Na visão do médico urologista Cezar Padoin, a ideia parece ser "uma coisa boa, mas inexequível no Brasil". Ele levanta uma questão: se o Estado não consegue manter a pessoa presa, como poderá fazê-la tomar uma injeção a cada três meses? "Não vejo como o Estado vai forçar o indivíduo a isso", observa o médico ao salientar que cada dose custa R$ 1,5 mil. "Seria um desperdício. Os senadores vivem em outro país, nossos políticos não sabem em que país vivem", indigna-se.
A injeção para castração química – que bloqueia a produção de testosterona, o hormônio masculino, pelo organismo – é um método antigo. Segundo Padoin, já é aplicado em outros países para diminuir a libido e a agressividade. Tem alguns efeitos colaterais, como o ganho de peso e uma tendência a desenvolver osteoporose. "Por isso querem que o apenado opte", explica Padoin.

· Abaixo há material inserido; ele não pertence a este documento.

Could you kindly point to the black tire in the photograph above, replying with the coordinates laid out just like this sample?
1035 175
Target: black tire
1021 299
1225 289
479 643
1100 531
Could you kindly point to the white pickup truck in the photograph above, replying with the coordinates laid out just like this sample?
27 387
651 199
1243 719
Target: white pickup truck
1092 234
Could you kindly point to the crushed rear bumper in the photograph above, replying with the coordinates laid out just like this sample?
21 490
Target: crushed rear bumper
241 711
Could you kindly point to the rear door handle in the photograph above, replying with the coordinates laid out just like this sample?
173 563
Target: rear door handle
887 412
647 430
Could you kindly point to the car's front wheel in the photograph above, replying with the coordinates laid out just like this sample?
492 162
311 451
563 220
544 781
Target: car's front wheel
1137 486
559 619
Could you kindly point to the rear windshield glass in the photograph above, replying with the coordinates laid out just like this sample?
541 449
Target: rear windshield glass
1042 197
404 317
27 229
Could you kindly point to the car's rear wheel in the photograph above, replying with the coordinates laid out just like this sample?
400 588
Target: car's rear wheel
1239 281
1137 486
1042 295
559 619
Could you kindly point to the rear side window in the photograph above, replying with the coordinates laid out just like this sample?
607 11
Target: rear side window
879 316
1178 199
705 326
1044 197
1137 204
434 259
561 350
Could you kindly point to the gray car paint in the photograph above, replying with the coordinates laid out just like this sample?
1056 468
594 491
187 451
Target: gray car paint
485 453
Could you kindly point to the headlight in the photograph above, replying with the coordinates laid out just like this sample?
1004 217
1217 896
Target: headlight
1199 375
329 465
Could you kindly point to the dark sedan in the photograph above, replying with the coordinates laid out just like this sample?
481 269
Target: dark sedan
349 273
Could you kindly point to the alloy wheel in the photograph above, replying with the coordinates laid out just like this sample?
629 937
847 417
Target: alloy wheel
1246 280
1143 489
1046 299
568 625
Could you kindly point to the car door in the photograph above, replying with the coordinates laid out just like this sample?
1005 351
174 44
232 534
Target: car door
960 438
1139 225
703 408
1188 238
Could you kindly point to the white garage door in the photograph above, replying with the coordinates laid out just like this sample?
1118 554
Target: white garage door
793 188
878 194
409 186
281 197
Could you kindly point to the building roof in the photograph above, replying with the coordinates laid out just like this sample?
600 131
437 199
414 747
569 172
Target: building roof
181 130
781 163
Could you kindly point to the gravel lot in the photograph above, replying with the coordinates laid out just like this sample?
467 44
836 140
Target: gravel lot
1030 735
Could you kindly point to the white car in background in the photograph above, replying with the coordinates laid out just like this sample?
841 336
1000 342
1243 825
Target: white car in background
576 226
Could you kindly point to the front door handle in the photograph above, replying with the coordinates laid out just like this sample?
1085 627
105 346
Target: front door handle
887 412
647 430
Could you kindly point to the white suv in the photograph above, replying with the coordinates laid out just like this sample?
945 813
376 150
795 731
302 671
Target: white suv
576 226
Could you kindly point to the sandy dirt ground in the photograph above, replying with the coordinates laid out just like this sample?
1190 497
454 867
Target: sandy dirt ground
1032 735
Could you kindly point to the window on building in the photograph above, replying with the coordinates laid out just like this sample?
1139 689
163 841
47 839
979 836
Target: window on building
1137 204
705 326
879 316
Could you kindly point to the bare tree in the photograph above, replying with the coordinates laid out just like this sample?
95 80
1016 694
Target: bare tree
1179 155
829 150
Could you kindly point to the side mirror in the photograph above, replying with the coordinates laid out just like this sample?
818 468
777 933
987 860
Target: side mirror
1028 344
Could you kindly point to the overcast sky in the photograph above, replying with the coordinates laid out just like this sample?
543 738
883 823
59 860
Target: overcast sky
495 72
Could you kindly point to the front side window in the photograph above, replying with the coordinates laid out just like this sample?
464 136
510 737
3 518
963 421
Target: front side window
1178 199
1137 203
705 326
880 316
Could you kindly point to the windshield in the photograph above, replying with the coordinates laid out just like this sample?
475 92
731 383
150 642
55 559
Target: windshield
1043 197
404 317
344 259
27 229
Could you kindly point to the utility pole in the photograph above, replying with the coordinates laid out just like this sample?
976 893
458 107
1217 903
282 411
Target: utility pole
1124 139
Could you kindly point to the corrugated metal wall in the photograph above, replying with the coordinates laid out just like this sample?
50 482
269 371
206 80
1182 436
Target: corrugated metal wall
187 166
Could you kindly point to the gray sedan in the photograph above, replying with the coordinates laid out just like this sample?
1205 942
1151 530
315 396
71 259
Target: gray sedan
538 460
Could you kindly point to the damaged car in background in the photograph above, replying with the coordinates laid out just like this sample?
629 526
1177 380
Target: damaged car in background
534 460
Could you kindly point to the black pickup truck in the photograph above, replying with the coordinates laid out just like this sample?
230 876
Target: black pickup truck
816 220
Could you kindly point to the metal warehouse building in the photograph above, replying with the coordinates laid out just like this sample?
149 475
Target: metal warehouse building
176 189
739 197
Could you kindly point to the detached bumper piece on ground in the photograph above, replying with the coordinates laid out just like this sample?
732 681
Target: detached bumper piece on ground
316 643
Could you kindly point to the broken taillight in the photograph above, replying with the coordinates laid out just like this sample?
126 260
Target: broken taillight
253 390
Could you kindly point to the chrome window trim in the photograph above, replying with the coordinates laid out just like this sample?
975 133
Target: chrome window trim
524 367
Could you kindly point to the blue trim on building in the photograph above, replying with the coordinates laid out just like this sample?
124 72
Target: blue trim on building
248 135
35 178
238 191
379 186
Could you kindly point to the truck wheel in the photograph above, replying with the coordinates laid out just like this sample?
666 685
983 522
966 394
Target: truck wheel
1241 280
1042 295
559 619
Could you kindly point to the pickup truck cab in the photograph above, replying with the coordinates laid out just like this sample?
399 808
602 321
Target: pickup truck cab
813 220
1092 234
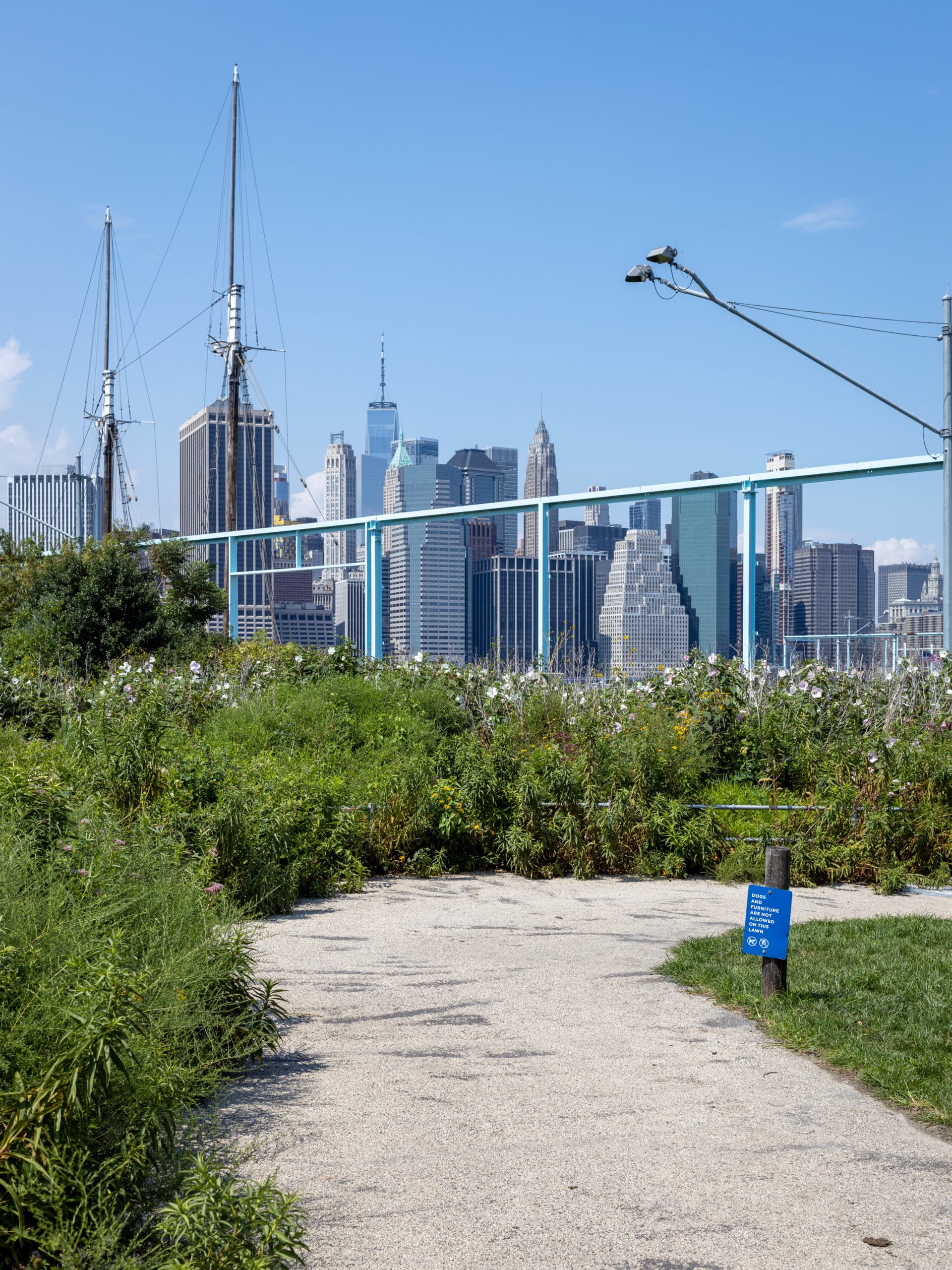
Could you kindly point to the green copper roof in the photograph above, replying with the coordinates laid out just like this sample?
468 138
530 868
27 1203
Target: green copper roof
402 459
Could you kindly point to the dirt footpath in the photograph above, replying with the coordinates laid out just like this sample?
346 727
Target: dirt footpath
485 1072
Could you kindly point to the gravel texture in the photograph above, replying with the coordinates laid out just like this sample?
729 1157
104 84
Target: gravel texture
485 1072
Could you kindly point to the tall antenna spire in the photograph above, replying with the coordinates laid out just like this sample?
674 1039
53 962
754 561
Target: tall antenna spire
108 385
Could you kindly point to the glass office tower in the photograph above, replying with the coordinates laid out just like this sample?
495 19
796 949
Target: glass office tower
701 563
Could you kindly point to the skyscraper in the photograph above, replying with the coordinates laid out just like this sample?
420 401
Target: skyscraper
481 483
598 512
282 492
508 461
56 504
339 500
506 615
371 473
833 591
783 535
588 538
422 450
202 445
504 609
541 480
481 480
643 616
382 418
701 564
427 562
645 515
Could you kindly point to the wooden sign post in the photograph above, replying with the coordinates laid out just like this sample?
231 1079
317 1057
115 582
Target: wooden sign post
774 969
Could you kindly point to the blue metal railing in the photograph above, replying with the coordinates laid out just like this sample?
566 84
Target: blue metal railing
375 525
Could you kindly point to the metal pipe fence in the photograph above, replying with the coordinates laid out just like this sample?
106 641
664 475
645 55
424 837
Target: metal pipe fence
373 529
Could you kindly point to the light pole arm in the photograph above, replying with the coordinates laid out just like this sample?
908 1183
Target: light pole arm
706 294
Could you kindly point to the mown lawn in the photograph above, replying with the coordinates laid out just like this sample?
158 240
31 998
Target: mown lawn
873 997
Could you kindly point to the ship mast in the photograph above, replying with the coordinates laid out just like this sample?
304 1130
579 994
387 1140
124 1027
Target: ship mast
108 416
235 350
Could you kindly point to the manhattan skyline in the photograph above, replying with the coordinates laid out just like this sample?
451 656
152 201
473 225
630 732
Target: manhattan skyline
493 273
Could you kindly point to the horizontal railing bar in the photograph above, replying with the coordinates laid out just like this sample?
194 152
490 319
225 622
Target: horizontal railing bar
634 495
756 807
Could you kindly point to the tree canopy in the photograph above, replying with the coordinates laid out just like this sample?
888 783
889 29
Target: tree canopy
87 605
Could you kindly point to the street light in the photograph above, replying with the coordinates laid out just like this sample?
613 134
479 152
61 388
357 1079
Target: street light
668 254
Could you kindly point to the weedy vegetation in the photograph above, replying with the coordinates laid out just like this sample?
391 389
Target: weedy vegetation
160 786
871 997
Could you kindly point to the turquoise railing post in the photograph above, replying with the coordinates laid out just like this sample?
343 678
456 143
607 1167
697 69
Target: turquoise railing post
233 587
749 602
542 584
373 591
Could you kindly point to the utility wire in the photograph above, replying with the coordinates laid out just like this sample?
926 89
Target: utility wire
827 313
827 321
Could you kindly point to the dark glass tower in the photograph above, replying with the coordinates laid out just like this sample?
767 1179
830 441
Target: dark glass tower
701 564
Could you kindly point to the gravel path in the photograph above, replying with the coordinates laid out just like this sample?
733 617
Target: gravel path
484 1072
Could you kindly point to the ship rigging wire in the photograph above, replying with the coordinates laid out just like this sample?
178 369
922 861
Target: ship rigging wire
69 356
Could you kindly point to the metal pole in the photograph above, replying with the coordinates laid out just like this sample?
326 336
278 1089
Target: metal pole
733 309
108 404
749 597
373 591
234 352
542 586
948 469
233 588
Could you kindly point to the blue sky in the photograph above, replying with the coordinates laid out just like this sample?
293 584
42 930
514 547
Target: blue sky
476 181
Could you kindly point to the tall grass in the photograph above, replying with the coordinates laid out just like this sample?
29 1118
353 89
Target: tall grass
148 813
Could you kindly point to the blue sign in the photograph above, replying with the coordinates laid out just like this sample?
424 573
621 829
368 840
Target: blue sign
767 925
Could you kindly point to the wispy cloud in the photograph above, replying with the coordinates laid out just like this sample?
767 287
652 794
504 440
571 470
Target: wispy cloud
903 552
302 504
16 437
838 215
13 364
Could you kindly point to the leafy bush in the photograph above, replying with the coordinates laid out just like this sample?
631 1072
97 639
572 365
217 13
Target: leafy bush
146 810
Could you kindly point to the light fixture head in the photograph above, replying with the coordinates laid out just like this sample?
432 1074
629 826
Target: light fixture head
662 255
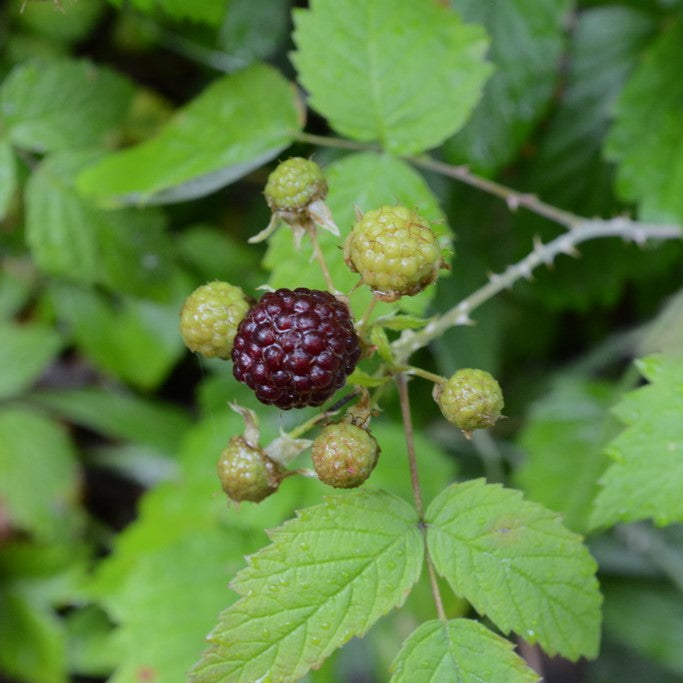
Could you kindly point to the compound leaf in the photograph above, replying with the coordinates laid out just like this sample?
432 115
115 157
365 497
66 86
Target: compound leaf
526 45
645 478
461 651
404 74
328 576
516 563
63 104
646 140
237 124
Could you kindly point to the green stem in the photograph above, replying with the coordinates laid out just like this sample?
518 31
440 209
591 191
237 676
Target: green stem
320 258
410 340
425 374
366 316
410 443
415 484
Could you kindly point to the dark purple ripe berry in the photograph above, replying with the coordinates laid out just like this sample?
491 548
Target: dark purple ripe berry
295 348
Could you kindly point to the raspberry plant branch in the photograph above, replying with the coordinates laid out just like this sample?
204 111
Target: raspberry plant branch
512 198
410 341
406 414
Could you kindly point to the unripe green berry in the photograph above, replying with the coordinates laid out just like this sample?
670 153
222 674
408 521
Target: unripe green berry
210 317
471 399
247 473
395 252
294 184
344 455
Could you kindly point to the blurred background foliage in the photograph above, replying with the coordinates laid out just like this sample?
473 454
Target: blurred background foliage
116 545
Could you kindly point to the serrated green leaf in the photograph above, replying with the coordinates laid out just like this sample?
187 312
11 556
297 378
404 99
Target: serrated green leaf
254 30
32 646
516 563
645 478
25 351
119 415
646 141
328 575
366 181
237 124
437 468
527 37
405 74
39 479
563 437
124 249
8 176
460 651
62 104
648 617
136 340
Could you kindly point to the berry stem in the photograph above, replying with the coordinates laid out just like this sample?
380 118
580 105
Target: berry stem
404 397
330 141
304 427
402 383
634 231
320 257
366 316
425 374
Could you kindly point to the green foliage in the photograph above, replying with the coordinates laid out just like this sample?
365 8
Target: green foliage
328 576
563 439
117 545
408 95
646 474
25 351
518 565
70 237
39 489
359 181
234 126
62 105
207 11
526 45
647 141
459 650
648 617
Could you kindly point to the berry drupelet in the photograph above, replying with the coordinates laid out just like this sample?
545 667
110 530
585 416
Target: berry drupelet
295 348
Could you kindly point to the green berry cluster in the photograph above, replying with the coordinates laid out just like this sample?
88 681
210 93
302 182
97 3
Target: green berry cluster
210 317
471 399
395 252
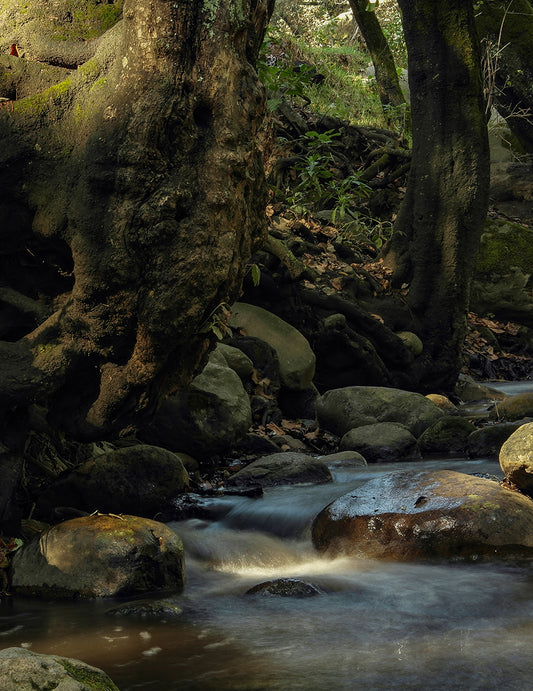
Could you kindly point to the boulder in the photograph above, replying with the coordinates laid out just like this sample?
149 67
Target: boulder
100 556
470 390
287 468
152 609
236 360
140 480
487 441
344 459
447 436
285 587
340 410
516 458
412 341
443 402
206 419
296 359
384 442
425 515
24 670
514 408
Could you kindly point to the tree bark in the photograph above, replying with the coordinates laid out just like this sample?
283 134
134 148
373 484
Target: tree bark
507 30
436 234
387 81
138 184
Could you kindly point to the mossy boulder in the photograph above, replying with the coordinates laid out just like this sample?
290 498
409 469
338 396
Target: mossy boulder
296 359
341 410
448 436
209 417
100 556
516 458
383 442
139 479
288 468
22 669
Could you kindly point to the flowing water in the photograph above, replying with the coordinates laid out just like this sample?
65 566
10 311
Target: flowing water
377 626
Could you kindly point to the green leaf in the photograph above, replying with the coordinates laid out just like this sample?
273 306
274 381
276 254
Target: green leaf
256 275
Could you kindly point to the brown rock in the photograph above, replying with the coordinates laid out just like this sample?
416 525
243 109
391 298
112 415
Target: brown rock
419 515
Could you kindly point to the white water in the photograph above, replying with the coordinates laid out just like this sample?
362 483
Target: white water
378 625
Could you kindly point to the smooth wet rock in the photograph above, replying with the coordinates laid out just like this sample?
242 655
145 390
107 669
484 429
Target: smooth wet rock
384 442
236 360
516 458
340 410
100 556
206 419
285 587
487 441
288 468
514 408
344 459
24 670
140 480
427 515
152 609
443 402
470 390
448 436
296 359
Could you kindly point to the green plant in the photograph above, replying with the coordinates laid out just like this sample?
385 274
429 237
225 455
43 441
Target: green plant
362 228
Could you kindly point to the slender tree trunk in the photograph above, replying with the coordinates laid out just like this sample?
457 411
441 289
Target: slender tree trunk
436 235
141 171
387 81
506 27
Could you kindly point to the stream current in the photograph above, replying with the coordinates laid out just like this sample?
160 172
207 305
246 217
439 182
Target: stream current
378 625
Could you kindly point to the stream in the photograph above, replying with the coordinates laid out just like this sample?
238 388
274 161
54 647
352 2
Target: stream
378 625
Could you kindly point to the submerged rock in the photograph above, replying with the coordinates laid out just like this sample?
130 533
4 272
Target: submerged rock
100 556
286 468
420 515
514 408
516 458
341 410
23 670
286 587
158 609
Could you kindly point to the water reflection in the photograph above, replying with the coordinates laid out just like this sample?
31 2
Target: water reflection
378 625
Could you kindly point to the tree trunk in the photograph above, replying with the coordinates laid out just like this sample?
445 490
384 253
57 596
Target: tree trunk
387 81
133 192
436 234
507 28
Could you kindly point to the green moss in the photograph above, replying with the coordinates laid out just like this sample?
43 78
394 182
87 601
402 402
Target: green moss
93 20
94 680
505 245
41 103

O médico acredita que a lei até possa ser aprovada, mas dificilmente vai entrar em vigor por conta das dificuldades que sua aplicação irá impor. Ele também questiona os reais motivos do projeto. "É uma brecha para aliviar os presídios", opina. Pessoalmente, Padoin é a favor da medida, mas contra a redução de pena, que é o que prevê o projeto de lei.
Método é considerado punição cruel
Embora seja cada vez mais defendida nos círculos médicos, a terapia também recebe críticas. O American Civil Liberties Union, uma organização norte-americana que luta pelos direitos individuais, alega que dar a um preso substâncias químicas que controlem seu comportamento é uma "punição cruel e incomum". O grupo ainda atenta aos efeitos colaterais dessas substâncias, como aumento de peso, fadiga e trombose, entre outros.
A OAB de São Paulo também se posicionou contra a proposta. Na semana passada, o presidente da instituição, Luiz Flávio Borges D’Urso, classificou como "inconstitucional" o projeto de lei. De acordo com o advogado, o projeto implica "condições de crueldade". "O Estado não tem sentimentos, tem de ser isento para aplicar a pena", criticou. "O projeto de castração afronta a Constituição", completou.
Procurado pela reportagem, o Conselho Regional de Medicina do Rio Grande do Sul (Cremers), segundo a assessoria, alegou que, se houver manifestação oficial sobre o assunto, esta virá do Conselho Federal de Medicina (CFM). O CFM, conforme sua assessoria, ainda não deu indícios de que vá se posicionar sobre o tema.
A castração química já é adotada nos Estados Unidos e Canadá. Ela reduz a libido de condenados por meio de medicamentos que agem no controle hormonal. Diferentemente de outros países que adotaram a obrigatoriedade do tratamento em casos graves de pedofilia, no Brasil o condenado poderá optar pelo tratamento e ter redução de pena.
Sobre a droga
A droga mais usada no tratamento é a Depo-Provera, que reduz os níveis de testosterona. O curioso é que a polêmica sobre validade da proposta não se restringe apenas ao campo de direitos individuais. Há dúvidas sobre como tornar a aplicação do tratamento uma solução definitiva.
Não há muitas discussões em torno do poder de eficácia. O psiquiatra e professor da Faculdade de Medicina da PUC-SP, Antônio Matos Fontana, avalia que o tratamento pode de fato tornar os condenados mais disciplinados e sociáveis.
Ele estima que até 75% dos casos no exterior respondem bem ao procedimento.
Por outro lado, o próprio professor Fontana lembra que a castração química necessita de manutenção – o que também pressupõe custo das autoridades públicas. Entre três e quatro semanas após a suspensão do remédio, a libido do usuário é restabelecida ao seu nível normal. "É necessário haver um acompanhamento por parte dos médicos e da Justiça", alerta.